The great distinction between "Ode to A Nightingale" and "For Tenor Semblance, Who's Dead" is the stance of the poet toward the poem. Keats's approach is direct. He is speaking about himself, which is evident from the first three words of the poem, "My heart aches . . ." Thus we can say that the poem as a product of the poet's imagination, creating as it does a new reality that influences the physical world, represents directly the poet's "only absolute self."
In the case of Tenor Semblance, the poet stands a step or two removed. Even the poet's own name, Gregg Glory, is a subterfuge, a fictional self that need not take full responsibility for the creation of an absolute self.

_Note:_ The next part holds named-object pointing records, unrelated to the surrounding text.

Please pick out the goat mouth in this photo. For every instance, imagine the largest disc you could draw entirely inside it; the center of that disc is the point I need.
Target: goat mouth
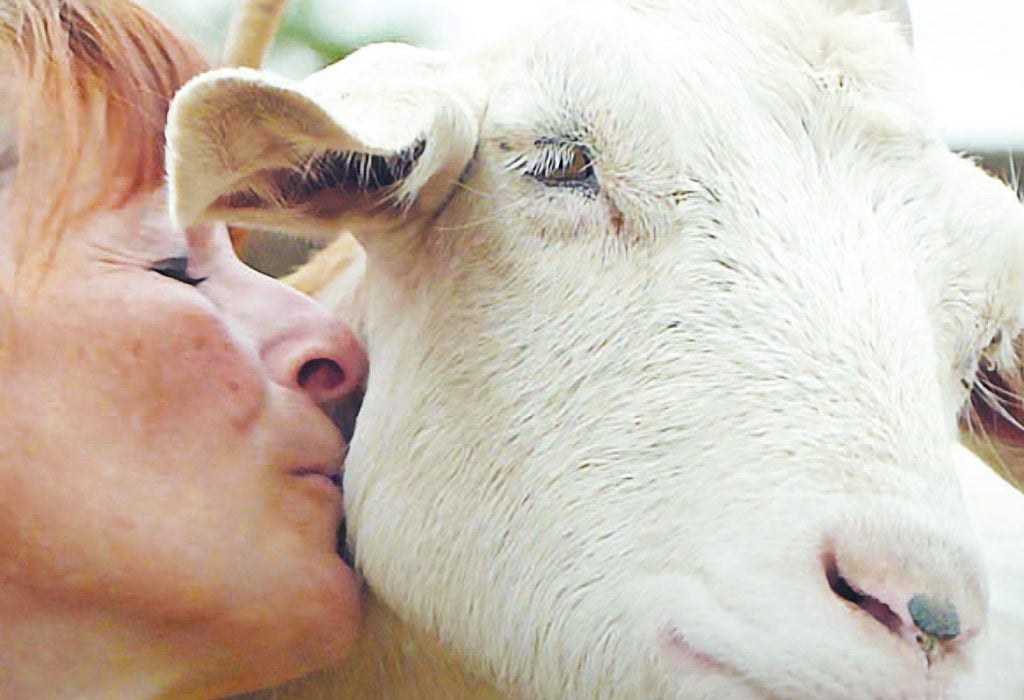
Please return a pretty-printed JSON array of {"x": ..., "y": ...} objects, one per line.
[
  {"x": 344, "y": 417},
  {"x": 870, "y": 605}
]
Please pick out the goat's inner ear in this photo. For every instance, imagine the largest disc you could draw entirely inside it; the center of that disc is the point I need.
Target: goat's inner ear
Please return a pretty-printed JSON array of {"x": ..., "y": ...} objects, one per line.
[{"x": 329, "y": 184}]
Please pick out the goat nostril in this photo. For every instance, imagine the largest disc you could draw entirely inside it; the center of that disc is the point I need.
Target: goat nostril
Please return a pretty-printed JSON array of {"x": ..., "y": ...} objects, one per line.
[
  {"x": 872, "y": 606},
  {"x": 322, "y": 378},
  {"x": 935, "y": 618}
]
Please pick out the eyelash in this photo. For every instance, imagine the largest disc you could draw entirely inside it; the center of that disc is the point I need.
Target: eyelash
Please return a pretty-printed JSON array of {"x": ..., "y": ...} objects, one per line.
[
  {"x": 177, "y": 269},
  {"x": 560, "y": 165}
]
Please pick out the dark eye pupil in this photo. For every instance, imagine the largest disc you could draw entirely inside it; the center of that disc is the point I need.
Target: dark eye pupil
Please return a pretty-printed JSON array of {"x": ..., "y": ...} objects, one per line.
[
  {"x": 567, "y": 167},
  {"x": 176, "y": 268}
]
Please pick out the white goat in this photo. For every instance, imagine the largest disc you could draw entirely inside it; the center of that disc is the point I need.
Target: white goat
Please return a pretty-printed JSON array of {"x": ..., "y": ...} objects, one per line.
[{"x": 671, "y": 308}]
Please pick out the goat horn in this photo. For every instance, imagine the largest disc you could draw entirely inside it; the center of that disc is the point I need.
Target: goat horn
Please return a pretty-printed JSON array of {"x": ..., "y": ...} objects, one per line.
[
  {"x": 252, "y": 30},
  {"x": 253, "y": 26}
]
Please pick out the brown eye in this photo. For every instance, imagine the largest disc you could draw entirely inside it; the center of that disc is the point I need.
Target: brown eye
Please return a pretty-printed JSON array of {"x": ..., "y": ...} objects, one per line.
[
  {"x": 568, "y": 165},
  {"x": 176, "y": 268}
]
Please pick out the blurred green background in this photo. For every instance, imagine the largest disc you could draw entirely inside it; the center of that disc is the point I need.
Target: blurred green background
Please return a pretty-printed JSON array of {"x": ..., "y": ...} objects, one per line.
[{"x": 965, "y": 50}]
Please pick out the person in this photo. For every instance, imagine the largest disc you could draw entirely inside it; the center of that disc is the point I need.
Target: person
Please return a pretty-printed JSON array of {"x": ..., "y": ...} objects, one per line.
[{"x": 169, "y": 493}]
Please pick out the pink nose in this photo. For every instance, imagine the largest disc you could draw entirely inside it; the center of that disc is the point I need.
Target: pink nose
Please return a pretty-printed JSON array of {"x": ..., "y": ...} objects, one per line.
[{"x": 320, "y": 356}]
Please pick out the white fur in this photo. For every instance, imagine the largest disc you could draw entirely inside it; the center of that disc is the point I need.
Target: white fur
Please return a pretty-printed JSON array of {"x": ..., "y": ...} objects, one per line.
[{"x": 611, "y": 439}]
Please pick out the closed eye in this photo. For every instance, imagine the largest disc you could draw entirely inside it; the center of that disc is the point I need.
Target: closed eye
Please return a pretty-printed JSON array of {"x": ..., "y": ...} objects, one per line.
[{"x": 176, "y": 268}]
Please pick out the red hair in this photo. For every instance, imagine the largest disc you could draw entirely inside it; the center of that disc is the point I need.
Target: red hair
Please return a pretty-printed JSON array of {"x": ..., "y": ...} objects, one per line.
[{"x": 93, "y": 80}]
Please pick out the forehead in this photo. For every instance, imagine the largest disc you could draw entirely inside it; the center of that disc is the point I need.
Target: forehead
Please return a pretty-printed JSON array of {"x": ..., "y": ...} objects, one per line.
[{"x": 693, "y": 77}]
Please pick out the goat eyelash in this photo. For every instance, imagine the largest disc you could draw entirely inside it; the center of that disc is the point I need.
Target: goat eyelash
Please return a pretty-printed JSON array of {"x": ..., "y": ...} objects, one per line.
[{"x": 559, "y": 164}]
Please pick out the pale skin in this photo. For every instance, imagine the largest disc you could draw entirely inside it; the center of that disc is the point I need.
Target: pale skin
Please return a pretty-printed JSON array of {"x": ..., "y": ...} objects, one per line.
[{"x": 169, "y": 519}]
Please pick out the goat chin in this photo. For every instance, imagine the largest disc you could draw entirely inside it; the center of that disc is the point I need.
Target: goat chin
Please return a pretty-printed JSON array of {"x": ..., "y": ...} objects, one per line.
[{"x": 390, "y": 661}]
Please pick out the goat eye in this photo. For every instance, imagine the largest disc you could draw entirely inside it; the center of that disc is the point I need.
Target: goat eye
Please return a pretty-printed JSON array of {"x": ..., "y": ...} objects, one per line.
[
  {"x": 176, "y": 268},
  {"x": 565, "y": 166}
]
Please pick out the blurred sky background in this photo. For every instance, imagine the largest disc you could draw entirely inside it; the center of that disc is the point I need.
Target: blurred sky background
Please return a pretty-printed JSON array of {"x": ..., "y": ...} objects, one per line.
[{"x": 971, "y": 52}]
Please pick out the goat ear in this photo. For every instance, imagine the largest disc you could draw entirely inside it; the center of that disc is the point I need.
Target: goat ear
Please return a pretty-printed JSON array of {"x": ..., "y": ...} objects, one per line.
[
  {"x": 382, "y": 135},
  {"x": 897, "y": 10}
]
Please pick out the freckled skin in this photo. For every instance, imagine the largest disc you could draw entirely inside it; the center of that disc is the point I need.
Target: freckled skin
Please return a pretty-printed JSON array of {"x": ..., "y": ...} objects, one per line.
[{"x": 147, "y": 450}]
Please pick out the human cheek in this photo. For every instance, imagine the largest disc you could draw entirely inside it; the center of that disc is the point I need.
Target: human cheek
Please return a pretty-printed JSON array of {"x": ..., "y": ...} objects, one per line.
[{"x": 190, "y": 370}]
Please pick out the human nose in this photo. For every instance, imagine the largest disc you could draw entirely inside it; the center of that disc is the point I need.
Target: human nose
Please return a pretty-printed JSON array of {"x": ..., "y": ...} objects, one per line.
[
  {"x": 316, "y": 354},
  {"x": 302, "y": 346}
]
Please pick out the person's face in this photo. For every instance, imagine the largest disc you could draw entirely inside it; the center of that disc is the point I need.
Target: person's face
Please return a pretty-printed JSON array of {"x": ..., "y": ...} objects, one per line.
[{"x": 164, "y": 446}]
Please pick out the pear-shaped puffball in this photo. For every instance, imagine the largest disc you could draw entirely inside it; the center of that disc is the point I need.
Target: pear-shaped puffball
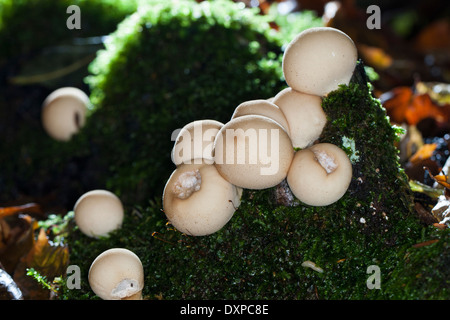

Even the poet's own name, Gregg Glory, is a subterfuge
Gregg Glory's strategem in employing a fictional character has its advantages in a Plotinian sense. By driving Tenor Semblance, like Red Hanrahan, to his fictive grave, the poet can observe in a dispassionate way the difficulties of the poetic quest without becoming too personally involved. To be directly in the poem as Keats is might taint the control element in the experiment, resulting in some avoidance of delicate topics. And yet, something too is lost. Perhaps this is because Tenor in the poem is wholly objective. He is created like a hypostasis out of the Plotinian One of the poet's imagination, and this very creation allows the poet to learn a great deal about himself, which he then shares with the reader. But because Tenor remains, in this larger sense, wholly objective, he never turns to confront his creator, the poet. His meaning is all by example. There is no real dialogue between the creator and his creation. This is not a flaw in the poem. The poem does achieve its high purpose and for this reason remains an exceptional work of art. But one senses that an opportunity has been missed, one that, if grasped, would have taken the poem a step beyond Keats's ode in terms of complexity. A sequel, therefore, may be in order.